LIHU‘E — A garden gathering planted seeds that will grow island-wide as a full house greeted Natalie “Hiwahiwa” Joyce-Maeda, garden coordinator at Elsie Wilcox Elementary School, Punanaleo preschools and Kawaikini school, and Colleen Carroll, the Kaua‘i School Garden Network Director for Malama Kaua‘i.
“When I saw what was taking place at Wilcox School during a visit, I thought it would be nice to get all of the people involved in school gardens together so ideas could be exchanged and discussions on their respective gardens would yield more productive gardens,” Carroll said. “Right now, a lot of the people who work on the school gardens work in relative isolation. This way, they can all come together for some idea exchanges and productive talk story.”
Participants were given a tour of the different grade-level gardens that dot the Wilcox School campus and got an explanation of how the school gardens are tied to classroom learning at the event sponsored by Wilcox School, Malama Kaua‘i, State Farm Insurance and Ho‘ola Lahui Hawai‘i.

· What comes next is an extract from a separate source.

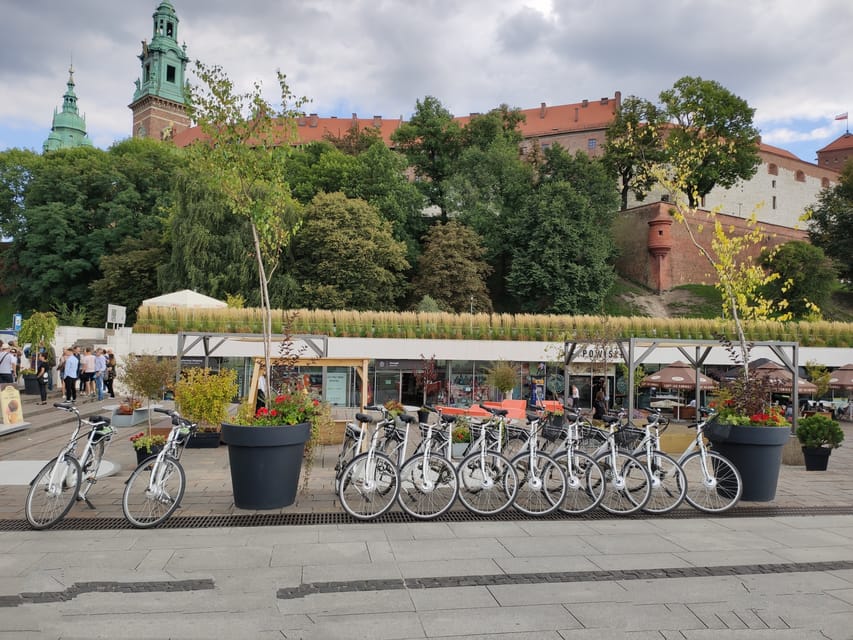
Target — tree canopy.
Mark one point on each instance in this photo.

The tours and discussions included an explanation of how one of the oldest continuously productive hydroponic greenhouses has persisted through the years, and the morning was spiced up with refreshing beverages including a cucumber and mint cooler, lemon water and a pineapple-coconut-basil offering. Participants also learned to make their own beverages and treats from local garden harvests.
The itinerary was geared to strengthen the Kaua‘i School Garden programs individually and collectively.
“When I was a teacher here at Wilcox, I used to see the ‘white house,’ and now, I have an opportunity to find out more,” said Nancy Budd, the state Board of Education’s Kaua‘i representative. “It’s interesting to see the work being done on school gardens. Now we need to see how it can connect with the larger studies in agriculture.”
Terry Proctor, principal of Wilcox School, said the school features grade level-specific gardens, including an herb garden for kindergarteners and a life-cycle garden created with recycled synthetic barrels.
“One of the containers even has a gutter to help recycle the nutrient water,” Proctor said. “The teacher got help after discussing this with the Malama Kaua‘i people, who suggested the setup.”
Diane Shoemaker of Kekaha Community Garden said the gathering was timely for her, because Kekaha Community Garden is embarking on its own community seminars and she could gather ideas of what and how to present topics for the Westside community.
Sam Henriques, who coordinates the gardening program for St. Catherine School, said her gardens need revamping and was using the gathering to get ideas on how to do her garden renovation work, which will take place once school lets out for summer.
“This way, hopefully the gardens will be ready when the students return and they can plant seeds right away,” Henriques said.